The dwellings at Howar were only revealed after coastal erosion revealed a midden heap and a glimpse of stone walls. It took an enormous effort by archaeologists, who had to shift over 2 metres of sand before the two stone buildings were laid bare.

Historic Scotland bills the Knap of Howar as the oldest stone dwellings in north-western Europe. The houses date to the early Neolithic, before the famous stone village at Skara Brae, and at roughly the same period as the numerous chambered tombs that are scattered around Orkney. Radiocarbon tests suggest that the Knap of Howar was occupied from around 3600 BC to 3100 BC.

The site at Howar consists of two oblong buildings with extremely thick stone walls. Both buildings have very low entrances, both facing towards the sea. One of the buildings is larger and is linked to the smaller structure by a low stone-lined passageway, suggesting that the smaller building was a workshop, added onto the dwelling at a later date. Though the buildings are now close to the shore, when built they would have stood well inland.

The walls are over 5 feet high, and inside are beds, storage areas, fireplaces, and internal screens, all made from stone slabs. Remains of post holes show the pattern of timber supports used for the roof. There was a central fireplace, so presumably smoke from the fire would have simply risen straight up through a hole in the roof. There s a low stone bench around the wall of the outer chamber. The inner chamber was presumably used as a kitchen, and remains of two querns for grinding grain were found on the floor.

The smaller 'workshop' hut was divided into 3 sections by stone slabs. There were 2 entrances; one from the long end of the structure and the other directly through the shared wall with the farmhouse. Both entrances were blocked, suggesting that the workshop fell out of use at some point.
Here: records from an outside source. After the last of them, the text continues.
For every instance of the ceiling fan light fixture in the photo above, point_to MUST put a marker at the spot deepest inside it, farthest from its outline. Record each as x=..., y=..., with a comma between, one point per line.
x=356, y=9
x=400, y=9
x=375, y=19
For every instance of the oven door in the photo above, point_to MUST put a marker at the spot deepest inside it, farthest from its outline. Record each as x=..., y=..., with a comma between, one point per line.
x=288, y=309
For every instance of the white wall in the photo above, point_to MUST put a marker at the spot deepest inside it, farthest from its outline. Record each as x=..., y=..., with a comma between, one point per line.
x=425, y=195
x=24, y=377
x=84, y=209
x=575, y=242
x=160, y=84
Excavation of the midden heaps outside the buildings shows that the people who lived at Howar kept pigs, sheep, and cattle, gathered shellfish, and grew barley and wheat. Archaeologists have discovered sherds of Unstan ware pottery, named for the chambered cairn on Orkney Mainland.

So what was Howar? Probably a small, isolated farm, with the larger building acting as the farmhouse, linked to a combination workshop and barn. The houses appear to have been built upon an older midden, suggesting that the early Neolithic buildings we see today were merely the newest structures on a site with a long history of habitation.

The Knap of Howar can only be reached by ferry from Kirkwall. It is managed by Historic Scotland and is an open site.